Merkels Kritik an der Siedlungspolitik war harsch, bleibt aber folgenlos. Echter Druck kommt, wenn überhaupt, nur aus der Privatwirtschaft.

Übt Kritik, aber keinen Druck aus: Angela Merkel in Israel. Bild: reuters

F ast das gesamte Kabinett nahm Angela Merkel zu den Regierungskonsultationen in Jerusalem mit. Und noch nie hat sie in dieser Klarheit Kritik an dem fortgesetzten Siedlungsbau geübt: Diese Politik sei das Haupthindernis für die Beendigung des Nahostkonflikts.

Dessen ungeachtet werden Merkel und die Bundesregierung Israel weiter unterstützen und keinesfalls Druck ausüben, um einen Ausgleich mit den Palästinensern herbeizuführen.
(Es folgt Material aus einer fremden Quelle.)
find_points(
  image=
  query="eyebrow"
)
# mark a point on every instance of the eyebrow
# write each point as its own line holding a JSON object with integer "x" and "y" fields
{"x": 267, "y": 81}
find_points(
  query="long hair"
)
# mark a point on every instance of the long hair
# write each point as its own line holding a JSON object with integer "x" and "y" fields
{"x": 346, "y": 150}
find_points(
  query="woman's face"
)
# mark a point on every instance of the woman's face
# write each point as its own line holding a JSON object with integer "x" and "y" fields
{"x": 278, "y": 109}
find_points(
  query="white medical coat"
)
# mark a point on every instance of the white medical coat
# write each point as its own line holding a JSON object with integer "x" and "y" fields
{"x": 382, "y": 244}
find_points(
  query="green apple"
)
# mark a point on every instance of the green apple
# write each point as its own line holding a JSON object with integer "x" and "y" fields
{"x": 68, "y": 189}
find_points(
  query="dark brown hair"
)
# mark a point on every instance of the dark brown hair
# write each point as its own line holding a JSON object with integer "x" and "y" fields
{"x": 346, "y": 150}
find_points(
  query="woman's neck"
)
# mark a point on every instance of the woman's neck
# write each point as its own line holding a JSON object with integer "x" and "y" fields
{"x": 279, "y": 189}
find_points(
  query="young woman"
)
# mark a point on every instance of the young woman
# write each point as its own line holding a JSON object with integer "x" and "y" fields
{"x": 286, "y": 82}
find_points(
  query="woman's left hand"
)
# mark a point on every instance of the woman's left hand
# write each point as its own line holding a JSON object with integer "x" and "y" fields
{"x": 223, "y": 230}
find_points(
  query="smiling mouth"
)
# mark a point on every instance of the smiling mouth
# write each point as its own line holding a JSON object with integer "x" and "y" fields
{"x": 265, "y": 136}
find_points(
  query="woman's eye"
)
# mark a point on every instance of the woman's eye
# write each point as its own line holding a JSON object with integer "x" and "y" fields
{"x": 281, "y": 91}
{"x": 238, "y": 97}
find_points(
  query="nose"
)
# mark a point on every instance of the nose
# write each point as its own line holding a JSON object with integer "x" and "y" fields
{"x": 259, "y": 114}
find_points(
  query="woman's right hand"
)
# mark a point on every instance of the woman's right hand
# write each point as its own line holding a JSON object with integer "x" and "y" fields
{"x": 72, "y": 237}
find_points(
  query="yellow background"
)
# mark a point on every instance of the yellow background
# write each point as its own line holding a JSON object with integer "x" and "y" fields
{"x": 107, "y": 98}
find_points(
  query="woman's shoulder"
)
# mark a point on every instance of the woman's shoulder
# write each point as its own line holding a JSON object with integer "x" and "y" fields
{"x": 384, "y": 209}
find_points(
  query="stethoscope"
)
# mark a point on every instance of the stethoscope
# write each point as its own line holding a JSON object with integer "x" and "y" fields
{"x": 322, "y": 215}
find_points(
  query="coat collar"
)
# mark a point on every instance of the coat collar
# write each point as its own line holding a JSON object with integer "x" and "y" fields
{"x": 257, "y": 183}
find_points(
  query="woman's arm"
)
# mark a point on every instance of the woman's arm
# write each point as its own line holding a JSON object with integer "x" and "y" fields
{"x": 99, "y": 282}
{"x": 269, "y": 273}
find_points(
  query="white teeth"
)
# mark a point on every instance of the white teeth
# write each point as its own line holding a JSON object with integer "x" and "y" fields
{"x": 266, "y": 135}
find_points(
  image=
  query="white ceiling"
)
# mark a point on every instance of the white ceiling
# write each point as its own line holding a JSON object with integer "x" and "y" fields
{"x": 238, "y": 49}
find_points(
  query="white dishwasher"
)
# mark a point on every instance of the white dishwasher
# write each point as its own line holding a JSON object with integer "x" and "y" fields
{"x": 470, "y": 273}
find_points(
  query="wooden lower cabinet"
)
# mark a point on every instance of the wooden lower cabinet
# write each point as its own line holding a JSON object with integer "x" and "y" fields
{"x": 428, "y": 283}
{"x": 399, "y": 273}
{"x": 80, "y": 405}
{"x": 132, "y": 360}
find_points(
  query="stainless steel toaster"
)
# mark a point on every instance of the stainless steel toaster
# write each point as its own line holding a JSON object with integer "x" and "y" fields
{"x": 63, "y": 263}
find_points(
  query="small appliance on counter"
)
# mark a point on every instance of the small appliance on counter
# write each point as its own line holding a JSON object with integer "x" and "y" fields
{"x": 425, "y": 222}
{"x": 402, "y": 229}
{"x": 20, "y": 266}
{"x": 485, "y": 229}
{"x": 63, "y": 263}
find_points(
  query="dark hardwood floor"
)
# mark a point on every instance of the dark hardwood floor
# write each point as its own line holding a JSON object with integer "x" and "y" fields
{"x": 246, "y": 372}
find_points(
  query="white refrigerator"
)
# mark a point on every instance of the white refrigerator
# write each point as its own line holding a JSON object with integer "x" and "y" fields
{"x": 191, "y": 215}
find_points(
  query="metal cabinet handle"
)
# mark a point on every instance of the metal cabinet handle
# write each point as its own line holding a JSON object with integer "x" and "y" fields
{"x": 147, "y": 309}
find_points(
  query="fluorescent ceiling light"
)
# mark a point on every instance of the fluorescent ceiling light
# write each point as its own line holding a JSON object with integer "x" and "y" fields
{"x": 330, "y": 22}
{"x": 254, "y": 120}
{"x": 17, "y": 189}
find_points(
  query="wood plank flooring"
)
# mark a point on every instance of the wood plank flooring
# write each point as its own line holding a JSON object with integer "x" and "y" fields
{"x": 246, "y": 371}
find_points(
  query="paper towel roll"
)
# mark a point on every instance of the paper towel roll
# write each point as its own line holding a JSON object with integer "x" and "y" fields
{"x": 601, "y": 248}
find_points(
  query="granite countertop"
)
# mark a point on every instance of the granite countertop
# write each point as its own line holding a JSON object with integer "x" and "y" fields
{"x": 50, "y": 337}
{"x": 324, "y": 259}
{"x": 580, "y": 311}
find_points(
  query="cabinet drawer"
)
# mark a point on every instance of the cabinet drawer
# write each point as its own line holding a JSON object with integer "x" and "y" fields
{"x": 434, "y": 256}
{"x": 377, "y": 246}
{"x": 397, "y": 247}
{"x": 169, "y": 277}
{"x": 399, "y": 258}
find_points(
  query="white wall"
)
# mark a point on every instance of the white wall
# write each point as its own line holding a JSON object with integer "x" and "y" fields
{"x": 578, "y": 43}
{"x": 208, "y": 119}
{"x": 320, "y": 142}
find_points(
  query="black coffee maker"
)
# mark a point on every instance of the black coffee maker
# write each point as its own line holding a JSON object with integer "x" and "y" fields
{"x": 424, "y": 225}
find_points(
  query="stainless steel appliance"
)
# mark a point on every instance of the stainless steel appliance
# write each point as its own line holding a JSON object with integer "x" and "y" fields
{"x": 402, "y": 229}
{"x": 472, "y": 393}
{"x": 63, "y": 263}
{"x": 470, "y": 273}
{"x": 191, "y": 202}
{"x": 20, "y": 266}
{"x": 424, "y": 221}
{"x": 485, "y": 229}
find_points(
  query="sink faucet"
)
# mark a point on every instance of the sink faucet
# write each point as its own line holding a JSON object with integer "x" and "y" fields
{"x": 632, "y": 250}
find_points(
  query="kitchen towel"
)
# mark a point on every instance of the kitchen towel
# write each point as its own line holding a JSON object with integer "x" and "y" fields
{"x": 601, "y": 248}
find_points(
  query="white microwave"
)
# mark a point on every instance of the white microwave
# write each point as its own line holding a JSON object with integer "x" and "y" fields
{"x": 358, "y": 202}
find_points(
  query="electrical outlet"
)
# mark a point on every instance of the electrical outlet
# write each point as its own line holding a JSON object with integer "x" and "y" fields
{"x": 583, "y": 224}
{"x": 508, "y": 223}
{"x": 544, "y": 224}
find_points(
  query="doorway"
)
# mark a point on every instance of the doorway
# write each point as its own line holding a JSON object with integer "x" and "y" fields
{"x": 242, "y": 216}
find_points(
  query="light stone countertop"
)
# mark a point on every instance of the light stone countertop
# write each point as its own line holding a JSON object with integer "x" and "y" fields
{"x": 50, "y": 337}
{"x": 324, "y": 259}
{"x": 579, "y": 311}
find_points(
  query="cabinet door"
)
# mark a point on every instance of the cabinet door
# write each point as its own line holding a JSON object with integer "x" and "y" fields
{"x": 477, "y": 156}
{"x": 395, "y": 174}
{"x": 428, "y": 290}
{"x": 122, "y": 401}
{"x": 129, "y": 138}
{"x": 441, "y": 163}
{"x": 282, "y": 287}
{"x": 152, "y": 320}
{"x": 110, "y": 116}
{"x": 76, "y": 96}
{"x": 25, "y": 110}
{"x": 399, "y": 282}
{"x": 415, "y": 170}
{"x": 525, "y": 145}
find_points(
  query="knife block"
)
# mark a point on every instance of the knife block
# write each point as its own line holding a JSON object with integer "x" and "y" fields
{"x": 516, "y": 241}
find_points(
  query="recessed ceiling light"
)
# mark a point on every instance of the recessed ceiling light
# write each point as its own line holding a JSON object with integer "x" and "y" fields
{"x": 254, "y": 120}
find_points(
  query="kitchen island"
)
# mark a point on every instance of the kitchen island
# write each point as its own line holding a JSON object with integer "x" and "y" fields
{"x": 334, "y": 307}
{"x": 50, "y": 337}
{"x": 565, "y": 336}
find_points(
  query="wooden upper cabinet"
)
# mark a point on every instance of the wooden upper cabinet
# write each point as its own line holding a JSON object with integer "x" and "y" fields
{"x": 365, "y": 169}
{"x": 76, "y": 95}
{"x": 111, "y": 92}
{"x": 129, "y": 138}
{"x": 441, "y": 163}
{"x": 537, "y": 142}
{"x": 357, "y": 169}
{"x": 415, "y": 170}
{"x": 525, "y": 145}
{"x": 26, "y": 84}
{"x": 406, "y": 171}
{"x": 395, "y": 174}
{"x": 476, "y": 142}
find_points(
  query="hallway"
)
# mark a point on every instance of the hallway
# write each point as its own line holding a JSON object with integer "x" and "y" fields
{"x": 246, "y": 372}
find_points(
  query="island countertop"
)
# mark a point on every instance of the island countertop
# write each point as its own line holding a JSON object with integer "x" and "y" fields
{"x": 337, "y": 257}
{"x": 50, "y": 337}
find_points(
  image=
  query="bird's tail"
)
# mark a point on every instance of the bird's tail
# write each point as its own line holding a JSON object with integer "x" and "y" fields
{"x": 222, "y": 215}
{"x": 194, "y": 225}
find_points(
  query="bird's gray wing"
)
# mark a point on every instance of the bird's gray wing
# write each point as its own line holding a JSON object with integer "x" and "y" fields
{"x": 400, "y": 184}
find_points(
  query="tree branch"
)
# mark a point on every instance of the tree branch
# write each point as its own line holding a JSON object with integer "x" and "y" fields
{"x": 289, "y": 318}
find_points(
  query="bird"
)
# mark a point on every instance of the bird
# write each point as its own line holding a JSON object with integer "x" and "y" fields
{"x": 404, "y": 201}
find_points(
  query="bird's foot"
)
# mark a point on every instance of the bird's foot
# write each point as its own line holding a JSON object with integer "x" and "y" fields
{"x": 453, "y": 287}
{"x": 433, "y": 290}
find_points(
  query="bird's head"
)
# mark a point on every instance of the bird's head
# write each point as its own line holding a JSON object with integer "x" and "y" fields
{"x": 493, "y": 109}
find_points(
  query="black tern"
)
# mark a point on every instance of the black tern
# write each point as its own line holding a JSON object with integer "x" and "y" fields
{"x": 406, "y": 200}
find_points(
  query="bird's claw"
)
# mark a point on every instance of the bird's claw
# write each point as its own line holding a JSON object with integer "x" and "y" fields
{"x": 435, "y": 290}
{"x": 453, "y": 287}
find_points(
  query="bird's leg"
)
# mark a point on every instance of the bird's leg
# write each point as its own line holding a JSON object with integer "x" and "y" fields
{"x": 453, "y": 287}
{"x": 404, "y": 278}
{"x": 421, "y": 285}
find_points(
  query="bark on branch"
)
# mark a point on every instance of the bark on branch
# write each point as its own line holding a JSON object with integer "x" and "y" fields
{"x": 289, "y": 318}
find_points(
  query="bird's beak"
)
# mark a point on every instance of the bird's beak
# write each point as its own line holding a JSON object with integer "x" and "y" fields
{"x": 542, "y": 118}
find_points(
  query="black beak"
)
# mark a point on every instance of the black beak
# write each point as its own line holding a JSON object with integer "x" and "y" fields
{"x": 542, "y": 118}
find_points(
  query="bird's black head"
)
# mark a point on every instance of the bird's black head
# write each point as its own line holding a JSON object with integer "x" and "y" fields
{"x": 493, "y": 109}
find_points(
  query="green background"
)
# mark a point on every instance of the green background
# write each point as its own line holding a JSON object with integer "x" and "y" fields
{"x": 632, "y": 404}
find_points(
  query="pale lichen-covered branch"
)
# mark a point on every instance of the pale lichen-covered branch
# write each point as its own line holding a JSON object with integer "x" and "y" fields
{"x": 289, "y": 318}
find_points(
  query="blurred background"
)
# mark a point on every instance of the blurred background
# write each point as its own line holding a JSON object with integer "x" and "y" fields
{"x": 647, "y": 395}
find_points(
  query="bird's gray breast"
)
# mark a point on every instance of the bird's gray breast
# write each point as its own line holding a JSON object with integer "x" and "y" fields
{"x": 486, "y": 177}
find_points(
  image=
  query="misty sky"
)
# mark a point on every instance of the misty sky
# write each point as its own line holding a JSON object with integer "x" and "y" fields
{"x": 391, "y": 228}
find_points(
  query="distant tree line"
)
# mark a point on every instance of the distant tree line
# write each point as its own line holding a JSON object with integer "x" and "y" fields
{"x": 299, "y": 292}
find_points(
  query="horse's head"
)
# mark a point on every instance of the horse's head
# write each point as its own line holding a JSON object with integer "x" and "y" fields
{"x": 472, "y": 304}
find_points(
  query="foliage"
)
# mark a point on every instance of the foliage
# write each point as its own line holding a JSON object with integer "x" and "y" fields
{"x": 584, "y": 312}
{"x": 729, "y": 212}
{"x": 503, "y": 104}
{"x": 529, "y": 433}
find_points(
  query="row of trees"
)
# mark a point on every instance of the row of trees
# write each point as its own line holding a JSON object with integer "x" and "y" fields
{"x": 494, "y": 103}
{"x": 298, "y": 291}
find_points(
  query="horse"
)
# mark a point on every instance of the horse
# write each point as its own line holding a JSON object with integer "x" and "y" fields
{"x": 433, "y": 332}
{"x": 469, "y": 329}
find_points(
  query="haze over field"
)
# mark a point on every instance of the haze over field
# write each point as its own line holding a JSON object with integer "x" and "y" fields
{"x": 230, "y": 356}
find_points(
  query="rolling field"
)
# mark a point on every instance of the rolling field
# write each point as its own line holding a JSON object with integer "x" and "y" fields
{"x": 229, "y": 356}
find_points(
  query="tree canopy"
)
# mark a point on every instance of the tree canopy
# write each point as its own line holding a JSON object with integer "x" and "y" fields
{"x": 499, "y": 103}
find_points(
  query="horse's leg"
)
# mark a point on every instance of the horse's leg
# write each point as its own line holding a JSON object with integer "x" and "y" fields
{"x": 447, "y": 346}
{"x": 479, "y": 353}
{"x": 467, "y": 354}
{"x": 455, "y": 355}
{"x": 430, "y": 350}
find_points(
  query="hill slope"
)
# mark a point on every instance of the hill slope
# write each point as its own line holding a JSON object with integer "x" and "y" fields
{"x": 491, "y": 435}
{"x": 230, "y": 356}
Man tut es den US-Amerikanern gleich und vertraut auf die Kraft mahnender Worte aus dem Munde eines guten, verlässlichen Freundes.

In der Folge bedeutet dies, dass Palästinenser und Israelis bei ihrer Suche nach einer Lösung weiterhin auf sich selbst zurückgeworfen sind. Seit über zwei Jahrzehnten streiten die beiden Parteien, und nur das Ausland kann dafür sorgen, dass der ungleich schwächere Partner Palästina auf Augenhöhe verhandeln kann. Leider findet das nicht statt.

Dabei sprechen die Realitäten vor Ort eine eindeutige Sprache: Noch jede israelische Regierung hat seit den Osloer Abkommen 1993 jüdische Siedlungen in den besetzten Gebieten gebaut. Die Zahl der israelischen Siedler im Westjordanland hat sich seitdem auf etwa 360.000 verdreifacht. Und im eigentlich palästinensischen Ostjerusalem liegen die Zahlen noch viel höher.

Asymmetrisches Machtverhältnis

Seit Beginn der erneuten Friedensverhandlungen im Sommer 2013 hat Israel 74 Prozent mehr Palästinenser aus ihren Häusern im Wetjordanland vertrieben als in der vergleichbaren Periode ein Jahr zuvor. Das asymmetrischen Machtverhältnis zwischen Israel und den Palästinensern hat dazu geführt, dass Israels Polit-Elite der Verwirklichung ihrer Vision immer näher kommt: nämlich dicht gedrängte sowie voneinander getrennte palästinensische Enklaven zu schaffen, die von Israel permanent militärisch, aber auch wirtschaftlich kontrolliert und abhängig sein werden.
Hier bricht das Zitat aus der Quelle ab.